If “Geetol Chithi” is for late-night contemplation, “Ek Cup Cha” is the perfect morning song. Rahul Anand weaves a picture of a serene winter morning in a village where life is easy; his theatrical voice just right for this. The staple instrument in this one is the melodica, just light enough for the mood. The use of ambient sounds -- with spoons stirring teacups and friends sitting around a mati'r chula, having a few laughs -- is clever. Jarnal's wacky, elaborate percussion setup gets a good spot too.
“Baula Batash-2” follows, touching the first chords of melancholy in the album. Rahul and Kanak share the verses, alternating between soft and booming. The album, dedicated to all mothers, also has the first connection to the theme, with “O Ganye Aar Jabo Na Ma'go Tomar Choron Chhuye Koi”. Although technically a sequel to the last track of their previous album “Otol Joler Gaan”, there's little resemblance in terms of lyrics or tune.
“Ei Pagol!”, the next track, is probably one of the most-anticipated numbers of the album, already gaining huge popularity at live performances. Romance oozes out of every bit of this song, with lovely violin pieces, Rahul Anand's uninhibited vocals, and Rana Sarwar holding the beat on the cajon.
“Ghum Bhangania Gaan” is more traditionally folk-flavoured than the others, with the flute-mandira-violin combo setting off the groove. ABS Xem sings this one, featuring a tight-packed instrumental arrangement and a droning chorus. Probably not the most memorable track of the lot.
“Ponkhiraaj” is the only instrumental track of the album. With the number of instruments at the band's disposal (Rahul Anand's personal collection is literally in the thousands), an instrumental number was very much expected. Set to a trotting horse's hooves, the track is uplifting, with fine transitions in between. It's one of those tracks that grow on you with each listen.
“Pakhi'r Gaan”, the next in queue, is another of Joler Gaan's old numbers, and has been on their live set-list almost always. Kanak Aditya's voice returns after a hiatus, with the raw, rural tone that he does so well; Rahul Anand's modola plays a few sweet pieces. The percussion tag-team of Rana, Shyamol and Jarnal do a fantastic job on this one.
“Ekaki Ashor” is a testament of versatility of the band. Part of the soundtrack of an upcoming film, it is very jazzy, Western -- with the use of the clarinet, and Rahul Anand in a whole new diction and vocal projection. Sanjay, the Chandravaan (the band's custom upright bass) player is one of the heroes of this song, holding the groove effortlessly.
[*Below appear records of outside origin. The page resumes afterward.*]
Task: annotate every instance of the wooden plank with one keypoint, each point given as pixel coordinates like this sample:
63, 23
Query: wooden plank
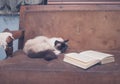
83, 3
87, 23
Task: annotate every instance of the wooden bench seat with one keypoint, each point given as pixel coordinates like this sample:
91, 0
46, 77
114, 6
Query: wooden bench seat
94, 27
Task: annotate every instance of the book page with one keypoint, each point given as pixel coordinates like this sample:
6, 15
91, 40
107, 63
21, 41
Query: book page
82, 58
94, 54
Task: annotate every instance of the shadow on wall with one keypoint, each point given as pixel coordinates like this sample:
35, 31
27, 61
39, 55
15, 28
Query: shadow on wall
11, 22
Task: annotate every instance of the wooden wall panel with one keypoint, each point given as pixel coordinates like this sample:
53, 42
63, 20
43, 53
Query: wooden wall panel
98, 30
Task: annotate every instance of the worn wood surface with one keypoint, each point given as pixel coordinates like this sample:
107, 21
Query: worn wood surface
86, 29
82, 2
23, 70
97, 28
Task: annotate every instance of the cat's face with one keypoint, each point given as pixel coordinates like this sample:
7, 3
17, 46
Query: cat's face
61, 46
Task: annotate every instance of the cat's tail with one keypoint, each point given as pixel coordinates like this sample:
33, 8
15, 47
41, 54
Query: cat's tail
47, 55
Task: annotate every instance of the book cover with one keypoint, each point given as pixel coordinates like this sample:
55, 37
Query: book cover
88, 58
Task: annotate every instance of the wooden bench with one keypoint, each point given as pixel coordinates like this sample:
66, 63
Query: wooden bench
94, 27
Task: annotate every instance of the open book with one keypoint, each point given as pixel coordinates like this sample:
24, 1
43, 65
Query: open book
86, 59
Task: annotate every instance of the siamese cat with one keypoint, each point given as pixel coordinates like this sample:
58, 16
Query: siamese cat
44, 47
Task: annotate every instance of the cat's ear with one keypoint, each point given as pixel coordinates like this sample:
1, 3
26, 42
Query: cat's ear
56, 42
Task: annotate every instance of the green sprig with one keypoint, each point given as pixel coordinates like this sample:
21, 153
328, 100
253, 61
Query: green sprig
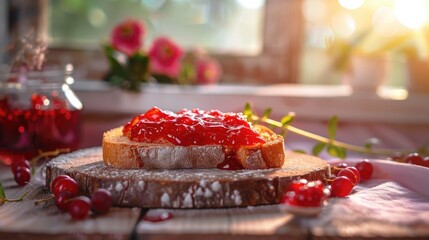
332, 146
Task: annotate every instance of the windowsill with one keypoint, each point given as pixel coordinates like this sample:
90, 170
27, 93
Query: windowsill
307, 101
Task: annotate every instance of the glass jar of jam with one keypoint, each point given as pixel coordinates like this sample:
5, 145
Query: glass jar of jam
39, 112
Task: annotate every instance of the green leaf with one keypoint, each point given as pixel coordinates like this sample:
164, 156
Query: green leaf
116, 68
317, 149
2, 194
286, 120
337, 151
267, 113
332, 127
247, 112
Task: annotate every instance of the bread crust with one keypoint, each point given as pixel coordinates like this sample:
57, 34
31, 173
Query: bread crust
120, 152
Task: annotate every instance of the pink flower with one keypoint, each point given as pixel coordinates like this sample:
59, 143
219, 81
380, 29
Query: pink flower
165, 57
127, 36
208, 71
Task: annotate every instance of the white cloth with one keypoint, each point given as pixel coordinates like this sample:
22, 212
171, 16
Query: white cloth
398, 193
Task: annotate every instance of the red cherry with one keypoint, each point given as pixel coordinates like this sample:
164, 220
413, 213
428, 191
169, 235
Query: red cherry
22, 176
346, 172
426, 161
66, 184
365, 169
19, 164
415, 158
356, 172
340, 166
62, 200
79, 207
101, 201
341, 186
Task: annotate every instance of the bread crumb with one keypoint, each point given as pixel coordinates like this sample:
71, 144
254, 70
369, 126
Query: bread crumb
165, 199
215, 186
236, 197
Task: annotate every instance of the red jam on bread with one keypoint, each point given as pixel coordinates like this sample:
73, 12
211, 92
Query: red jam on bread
192, 127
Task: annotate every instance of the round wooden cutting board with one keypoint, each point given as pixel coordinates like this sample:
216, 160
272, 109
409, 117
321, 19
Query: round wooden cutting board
185, 188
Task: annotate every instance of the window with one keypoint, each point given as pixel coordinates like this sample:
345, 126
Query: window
221, 26
270, 53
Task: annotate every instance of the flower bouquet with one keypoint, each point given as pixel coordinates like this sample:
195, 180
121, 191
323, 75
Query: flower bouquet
164, 62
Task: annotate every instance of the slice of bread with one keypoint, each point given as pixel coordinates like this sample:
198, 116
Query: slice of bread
120, 152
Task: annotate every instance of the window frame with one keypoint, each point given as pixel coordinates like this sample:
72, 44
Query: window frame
278, 61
“Andhar Raite” is next; the bhatiali-like number is easily the standout for me. Yearning, sorrow and emptiness is something Joler Gaan has an immaculate grip on. This song delivers that and then some. Kanak Aditya pours in all the emotions that this song can handle, and the interludes are one better than the other. One song that can get (and most probably already has) stuck in a loop in your head.
“Aar Nai Keu”, the next song, sounds like straight out of a horror movie. Based on a Jibanananda Das poem, it has a more urban sound. Rahul Anand shows yet another side to his vocals: eerie and somewhat intimidating. The arrangement is almost orchestral, with guitar and crash cymbals and a whispering backing vocal.
The album closes with “Noisshobde Dheu”, a one-minute ambient track with sound of winds and waves and heartbeats.
For any band, it's often hard to live up to the expectations after a hugely successful first album. And with a band that has amassed such popularity in such a short time, it is probably even harder. Considering the album came at an interval of less than 14 months, Joler Gaan has done a commendable job at delivering what their fans have been demanding. The mixing and mastering is brilliant (even in the presumably-compressed free online stream), and there really is nothing to complain about.